IMPORTANT: No Telegram-specific logic (emoji, message length, /ingest hints) in this file.

2. Extend MemoryClient: `gateway-bot/memory_client.py`

Add method:

async def get_fact(self, user_id: str, fact_key: str, team_id: Optional[str] = None) -> Optional[Dict[str, Any]]:
    """Get single fact by key"""

Use Memory Service HTTP API, e.g.:
- GET {base_url}/facts/{fact_key} with user_id and optional team_id in query params.
- Return response.json() on 200, else None.

This method will be used by doc_service.get_doc_context.

Do not change existing public methods.

3. HTTP API for web/mobile: `gateway-bot/http_api_doc.py`

Create gateway-bot/http_api_doc.py with:

APIRouter() named router.
Import from services.doc_service:
- parse_document, ingest_document, ask_about_document, get_doc_context, and models.

Endpoints:

POST /api/doc/parse

Request (JSON body, Pydantic model ParseDocumentRequest):
- session_id: str
- doc_url: str
- file_name: str
- dao_id: str
- user_id: str
- output_mode: str = "qa_pairs"
- metadata: Optional[Dict[str, Any]]
Behaviour:
- Call parse_document(...) from doc_service.
- On failure → HTTPException(status_code=400, detail=result.error).
- On success → JSON with doc_id, qa_pairs (as list of dict), markdown, chunks_meta, raw.
POST /api/doc/ingest

Request (IngestDocumentRequest):
- session_id: str
- doc_id: Optional[str]
- doc_url: Optional[str]
- file_name: Optional[str]
- dao_id: Optional[str]
- user_id: Optional[str]
Behaviour:
- If doc_id is missing, use get_doc_context(session_id).
- Call ingest_document(...).
- Return doc_id, ingested_chunks, status.
POST /api/doc/ask

Request (AskDocumentRequest):
- session_id: str
- question: str
- doc_id: Optional[str]
- dao_id: Optional[str]
- user_id: Optional[str]
Behaviour:
- If doc_id is missing, use get_doc_context(session_id).
- Call ask_about_document(...).
- Return answer, doc_id, and sources (if any).
GET /api/doc/context/{session_id}

Behaviour:
- Use get_doc_context(session_id).
- If missing → 404.
- Else return doc_id, dao_id, user_id, doc_url, file_name, saved_at.

Optional: POST /api/doc/parse/upload stub for future file-upload handling (currently can return 501 with note to use doc_url).

4. Wire API into app: `gateway-bot/app.py`

Update app.py:

Import both routers:

from http_api import router as gateway_router
from http_api_doc import router as doc_router

Include them:

app.include_router(gateway_router, prefix="", tags=["gateway"])
app.include_router(doc_router, prefix="", tags=["docs"])

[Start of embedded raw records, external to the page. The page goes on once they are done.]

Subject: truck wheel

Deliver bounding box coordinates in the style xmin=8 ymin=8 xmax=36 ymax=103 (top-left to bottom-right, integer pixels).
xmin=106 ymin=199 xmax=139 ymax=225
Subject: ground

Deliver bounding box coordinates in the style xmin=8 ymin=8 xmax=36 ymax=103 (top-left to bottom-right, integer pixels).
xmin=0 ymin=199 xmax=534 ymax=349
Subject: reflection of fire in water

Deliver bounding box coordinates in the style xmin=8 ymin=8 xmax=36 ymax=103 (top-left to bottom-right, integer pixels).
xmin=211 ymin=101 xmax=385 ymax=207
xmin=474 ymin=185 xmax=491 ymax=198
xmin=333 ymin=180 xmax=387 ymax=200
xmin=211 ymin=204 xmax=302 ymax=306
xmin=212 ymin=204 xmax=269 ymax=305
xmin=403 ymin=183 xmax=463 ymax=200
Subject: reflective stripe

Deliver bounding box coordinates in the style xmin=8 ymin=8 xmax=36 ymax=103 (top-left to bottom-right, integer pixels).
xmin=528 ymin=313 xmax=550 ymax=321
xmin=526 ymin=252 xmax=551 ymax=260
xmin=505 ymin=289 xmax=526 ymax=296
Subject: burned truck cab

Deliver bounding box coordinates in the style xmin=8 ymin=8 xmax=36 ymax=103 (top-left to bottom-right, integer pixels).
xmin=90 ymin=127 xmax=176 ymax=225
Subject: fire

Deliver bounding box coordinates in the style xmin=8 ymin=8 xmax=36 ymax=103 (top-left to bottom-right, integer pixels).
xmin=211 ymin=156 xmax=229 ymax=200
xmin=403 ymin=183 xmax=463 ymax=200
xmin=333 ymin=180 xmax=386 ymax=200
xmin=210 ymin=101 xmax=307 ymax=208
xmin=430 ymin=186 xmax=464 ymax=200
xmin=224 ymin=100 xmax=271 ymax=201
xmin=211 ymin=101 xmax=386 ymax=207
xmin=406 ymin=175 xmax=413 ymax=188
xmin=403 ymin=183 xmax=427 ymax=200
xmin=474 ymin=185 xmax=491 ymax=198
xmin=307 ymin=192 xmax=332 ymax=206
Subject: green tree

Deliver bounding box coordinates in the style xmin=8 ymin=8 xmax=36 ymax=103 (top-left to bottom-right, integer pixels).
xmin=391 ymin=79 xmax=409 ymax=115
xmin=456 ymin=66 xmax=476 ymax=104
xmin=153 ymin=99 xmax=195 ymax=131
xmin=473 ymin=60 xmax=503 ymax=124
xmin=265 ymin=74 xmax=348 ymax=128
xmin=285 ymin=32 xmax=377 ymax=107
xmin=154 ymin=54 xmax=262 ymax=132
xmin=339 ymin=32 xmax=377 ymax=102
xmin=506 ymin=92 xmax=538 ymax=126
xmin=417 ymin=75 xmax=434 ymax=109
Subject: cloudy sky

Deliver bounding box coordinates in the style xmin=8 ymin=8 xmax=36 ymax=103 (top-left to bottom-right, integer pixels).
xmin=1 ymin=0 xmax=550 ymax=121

Update root endpoint / to list new endpoints:
- "POST /api/doc/parse"
- "POST /api/doc/ingest"
- "POST /api/doc/ask"
- "GET /api/doc/context/{session_id}"

5. Refactor Telegram handlers: `gateway-bot/http_api.py`

Update http_api.py so Telegram uses doc_service for PDF/ingest/RAG, keeping existing chat/voice flows.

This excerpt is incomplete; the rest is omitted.